Slavery played such a large part in our culture at the time that alongside the Black Death and many other dark remnants of our lineage, found its way into a children’s rhyme that’s still naively echoed by kids today in playgrounds and sports fields across the United Kingdom. It starts with “Eeny, meeny, miney, mo”.

It’s a rhyme TV presenter Jeremy Clarkson is all too familiar with, now flailing helplessly against a tidal wave of scathing criticism after allegedly using the full, uncut version of the familiar rhyme. At the peak of his career, he has carelessly launched his cumbersome 6’5” frame head-first, wedged firmly between a rock and a hard place after he foolishly decided to use the rhyme during another one of his man-child routines in the popular TV show Top Gear.

For those of you who haven’t seen it he used the rhyme to demonstrate how to choose between the almost identical Toyota BRZ and the Suberu GT86 sports coupés.

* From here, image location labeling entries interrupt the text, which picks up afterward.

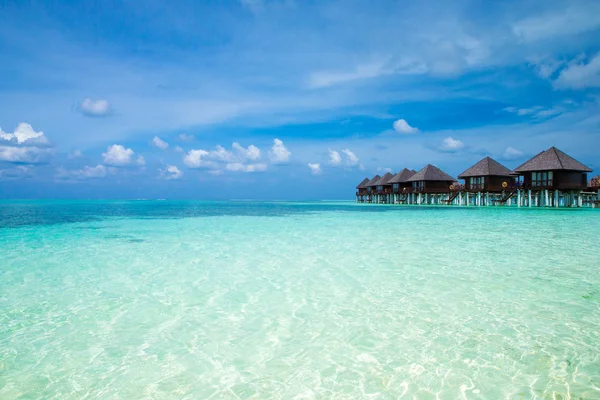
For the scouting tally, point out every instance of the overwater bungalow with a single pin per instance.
(361, 189)
(430, 185)
(487, 181)
(383, 189)
(552, 179)
(400, 185)
(371, 188)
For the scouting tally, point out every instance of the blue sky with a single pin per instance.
(284, 99)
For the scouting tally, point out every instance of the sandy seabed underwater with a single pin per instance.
(249, 300)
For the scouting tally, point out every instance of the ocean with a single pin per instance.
(276, 300)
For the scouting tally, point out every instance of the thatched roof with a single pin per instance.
(363, 183)
(401, 176)
(372, 181)
(430, 173)
(552, 160)
(384, 180)
(486, 167)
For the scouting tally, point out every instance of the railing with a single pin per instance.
(543, 184)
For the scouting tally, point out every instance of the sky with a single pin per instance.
(285, 99)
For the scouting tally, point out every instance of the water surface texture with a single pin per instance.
(242, 300)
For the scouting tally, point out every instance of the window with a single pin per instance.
(477, 182)
(418, 185)
(541, 179)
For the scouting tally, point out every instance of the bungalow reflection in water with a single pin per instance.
(550, 179)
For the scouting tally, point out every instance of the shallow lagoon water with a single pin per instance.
(283, 300)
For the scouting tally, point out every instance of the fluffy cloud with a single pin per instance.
(401, 126)
(159, 143)
(95, 108)
(580, 75)
(251, 153)
(223, 159)
(18, 172)
(279, 154)
(24, 146)
(344, 157)
(334, 158)
(239, 167)
(198, 159)
(315, 169)
(87, 172)
(24, 135)
(171, 172)
(118, 156)
(451, 145)
(511, 153)
(534, 112)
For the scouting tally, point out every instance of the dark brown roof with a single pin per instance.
(486, 167)
(402, 176)
(372, 181)
(552, 160)
(431, 173)
(384, 180)
(363, 184)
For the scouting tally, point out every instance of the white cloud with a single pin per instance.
(351, 158)
(24, 155)
(24, 146)
(171, 172)
(18, 172)
(534, 112)
(198, 159)
(221, 158)
(24, 135)
(95, 108)
(239, 167)
(343, 158)
(401, 126)
(159, 143)
(251, 153)
(315, 169)
(384, 170)
(451, 145)
(87, 172)
(334, 158)
(579, 75)
(511, 153)
(118, 156)
(326, 78)
(279, 153)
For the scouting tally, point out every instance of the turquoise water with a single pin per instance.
(244, 300)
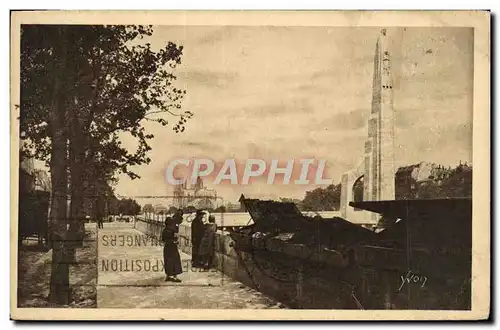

For obvious reasons the rhyme was modified, early takes included an awkward attempt at censorship, mumbling out the offensive word and eventually replacing it with the word ‘teacher’. He even wrote a note to the producers to make sure they didn’t use those takes because he feared it sounded too much like the word he was trying to avoid. The unused takes were then curiously buried away in the crypts of the BBC archives, only to be exhumed two years later by that well-known flag bearer of journalistic integrity: The Mirror.

Jeremy Clarkson is not a racist. Quoting his colleague James May, he is a “monumental bellend” for his actions, but 15 seconds of a clumsy attempt at censoring a children’s rhyme does not the career-ruining title of racist make.  Instead he’s a scapegoat, a victim of an unforgiving attempt to hide the shame of a shamefully conservative, stubbornly amnesic society that consistently fails to come to terms with its heritage. For we know that rhyme, we created it along with our ‘proud’ empire which in all its warmongering, thieving, genocidal glory, gave birth to that most diabolical word.